In our opinion, the pros greatly outweigh the cons. If you want to more or less systematically explore the possibilities of programming in Houdini (and Houdini itself), then you can start with these video tutorials. They will also be a good complement to other training materials and resources – like an overview of the main aspects of using Vex and Python in Houdini or a video guide where you can quickly peek at something.

Bonus: some inspiring and educational links

  • Entagma – GreyScaleGorilla in the Houdini world (Cinema4d users will understand us). Very wide coverage of topics and excellent flow of material. By the way, just recently they started a new season.

  • Simon Holmedal is a legend man in the houdini community. It is more about inspiration than about specific practical techniques. Think about it if you need to see and feel what you can do in Houdini.

  • Ben Watts is an excellent designer and teacher.

  • Matt Estela is the author of one of the most significant and popular resources for learning Houdini – cgwiki. A resource that is updated regularly simply bursts with the amount of useful information and ready-made solutions. Definitely recommend.

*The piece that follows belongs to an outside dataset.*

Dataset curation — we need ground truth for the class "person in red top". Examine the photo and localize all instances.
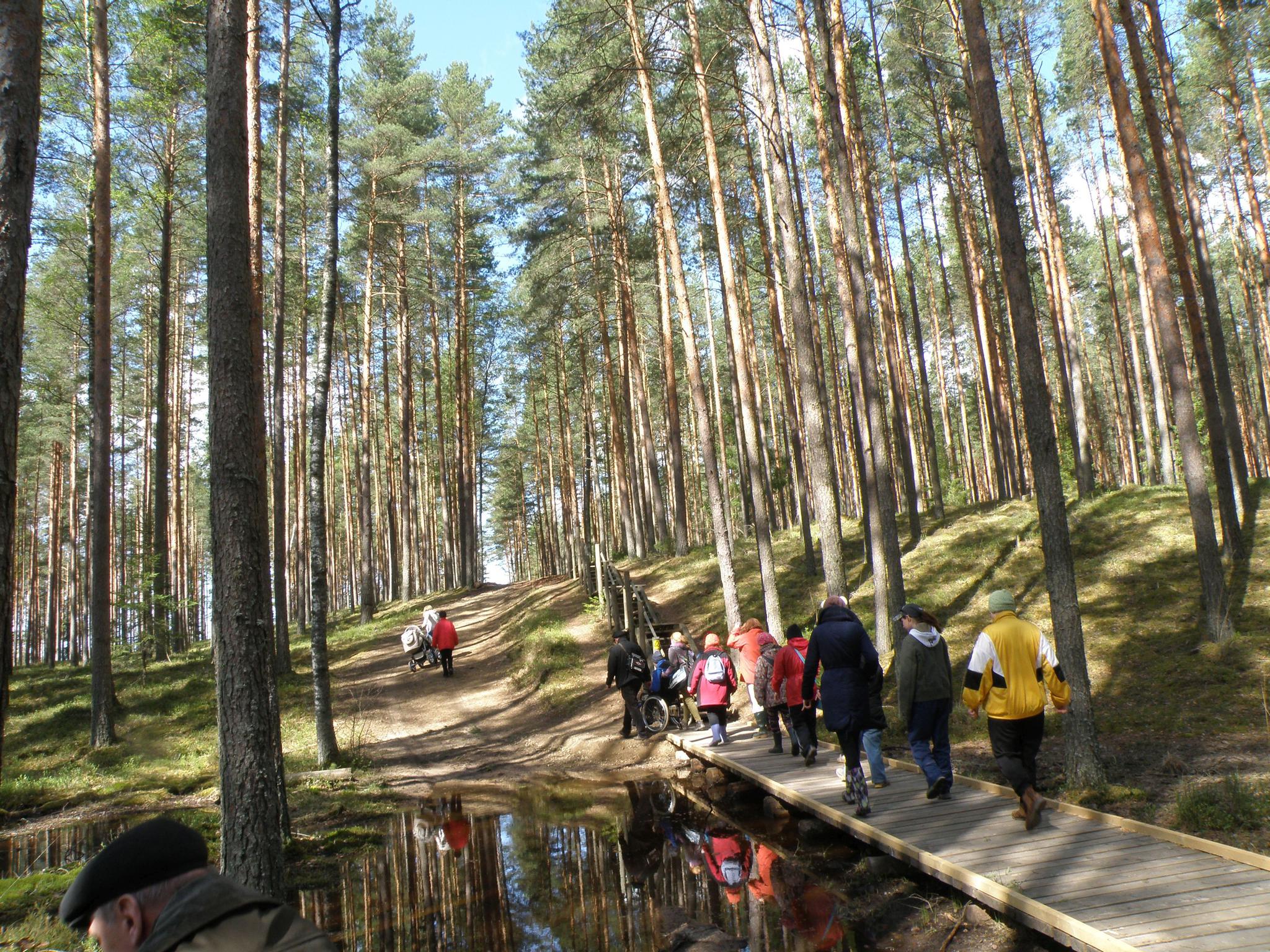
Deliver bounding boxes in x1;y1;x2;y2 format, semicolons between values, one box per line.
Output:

  • Anastasia Opara is our compatriot, the author of a great course familiar to many for the Houdini Procedural Lake Houses. It is unlikely to succeed in fully mastering it the first or even the second time, but you should definitely not throw it: it is difficult to find so much information about advanced Vex application practices and procedural modeling. For inspiration, we recommend that you read the presentation by Believability in Procedural Modeling.

  • Houdini in Russian – a channel with very high-quality lessons on Houdini in Russian. So high-quality that some English-speaking users would even like to learn Russian in order to be able to watch these lessons. Training materials are divided into playlists depending on the level of difficulty.